Hamza, bir münakaşa sonucu hasmına bir tokat atar. Adamın bu tokatla beyni dağılmış! Hamza uzun yıllar mahkum olarak cezasını çekmiş. Cezaevinden çıktıktan sonra, kimseye dokunmayacağına dair yemin etmiş. Ancak Hamza saf ve çabuk kızdırılan biri olduğu için, bazı muzır kişiler buna takılmaya bayılıyorlarmış. Hamza’da karşıdakilerine zarar vermemek için, kendi yaptığı deri kırbacı ile öfkesi geçene kadar sırtını kırbaçlarmış…

Bugün!!!

Gençliğin kimlik bunalımını gördükçe,

Halkımızın yoksulluğuna şahit oldukça,

Haramizedelerin itibarlarını anladıkça,

Deli Hamza gibi kendimi kahrediyorum…

Ey Hamza! Ruhun şad, mekanın cennet olsun. İnanıyorum ki; Senin sırtüstü yerde yatar iken karnın üzerinde kırdıkları o kayanın altından “ALLAH” diyerek sıçrayarak kalkışın gibi, verdiğin şekerlerde elbet birgün kuvvetini gösterecek ve mazlum halkımızda sırtını yerden kaldıracaktır…

YILMAZ KARAHAN

Paylaş:

Yorumlar

“227) DELİ HAMZA” yazisina 10 Yorum yapilmis

  1. Zerrin TAYFUR yorum tarihi 13 Nisan, 2010 11:49

    Saygı değer Yılmaz Karahan ibret verici bir hihaye
    kaza ile cinayet işlemiş fakat gönlü yüreği güzel
    bir adammış namusu ile emeği ile çalışan ve çocuklara şeker verip sevindiren Allahını bilen
    biri şimdilerde bu karakterde insan türü kalmadı
    ruhu şad olsun sizede teşekkürlerimi sunuyorum
    sevgiler saygılar..

  2. Oruç Yıldırım yorum tarihi 13 Nisan, 2010 12:11

    Çok güzeldi.Duygulandım.Ellerinize sağlık.Saygılarımla…

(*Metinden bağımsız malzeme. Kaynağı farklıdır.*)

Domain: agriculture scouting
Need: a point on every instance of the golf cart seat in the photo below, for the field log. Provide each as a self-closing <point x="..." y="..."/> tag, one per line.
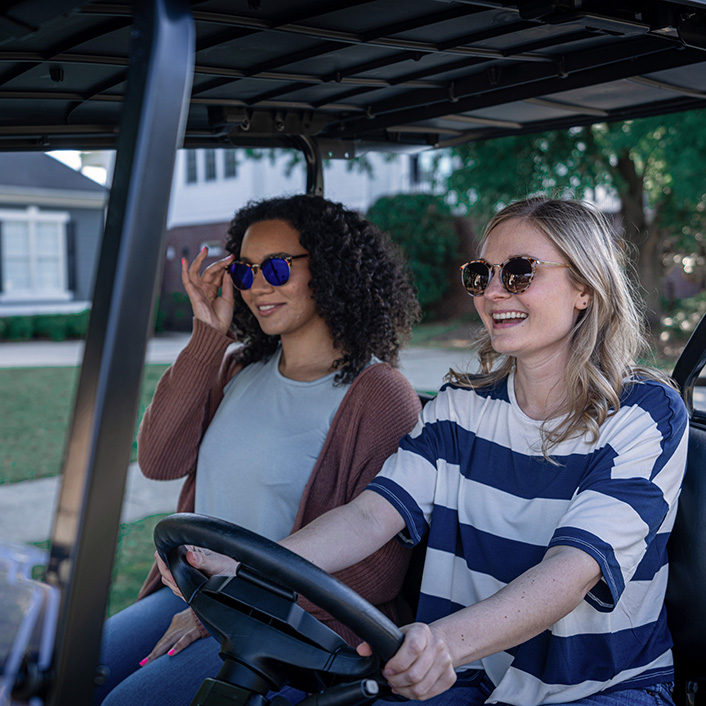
<point x="686" y="591"/>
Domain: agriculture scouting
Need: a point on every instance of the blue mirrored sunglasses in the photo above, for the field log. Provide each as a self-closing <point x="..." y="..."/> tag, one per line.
<point x="274" y="269"/>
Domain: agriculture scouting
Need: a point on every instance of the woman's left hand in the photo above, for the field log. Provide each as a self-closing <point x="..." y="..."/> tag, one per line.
<point x="206" y="561"/>
<point x="182" y="631"/>
<point x="422" y="667"/>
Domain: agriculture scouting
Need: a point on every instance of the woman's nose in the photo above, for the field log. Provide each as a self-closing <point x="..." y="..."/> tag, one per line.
<point x="259" y="282"/>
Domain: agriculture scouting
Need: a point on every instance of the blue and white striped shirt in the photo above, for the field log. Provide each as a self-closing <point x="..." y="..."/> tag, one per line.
<point x="472" y="475"/>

  3. perle yorum tarihi 13 Nisan, 2010 13:08

    HAY ALLAH!ÖYLE iclendimki;;(( SANKİ ORALARDA YASAMISIM GİBİ..EPEYCE DERİNİM ACIDI DESEM?..aynen öyle oldu..gözlerimden yaslara engel OLAMADIM;(
    —-BU ARADA DERSİMİDE ALDIM.

    ANTAKYADA,SAMANDAGDA,MERSİNDE DOGAL GÜZELLİKLERİNDEN TAMDA GENCLİKDE YARARLANMIS BİRİ OLARAK,ORAYA HAYRANLIGIM BASKADIR..KESKE ORADA YASASAYDINIZ..SİZİ ZİYERETE GELEREK galiba kurumus?OLAN ASİ* NEHRİNDE HİKAYESİNİ TEKRAR SİZDEN DİNLERDİK..
    **TÜM DİNLERİN BİR ARADA YASADIGI NASILDA SAYGILI İNSANLARIN OLUSTUGU SEHİR **BUGÜN HER SEHİRE..HEPİMİZE MODEL OLMALIDIR.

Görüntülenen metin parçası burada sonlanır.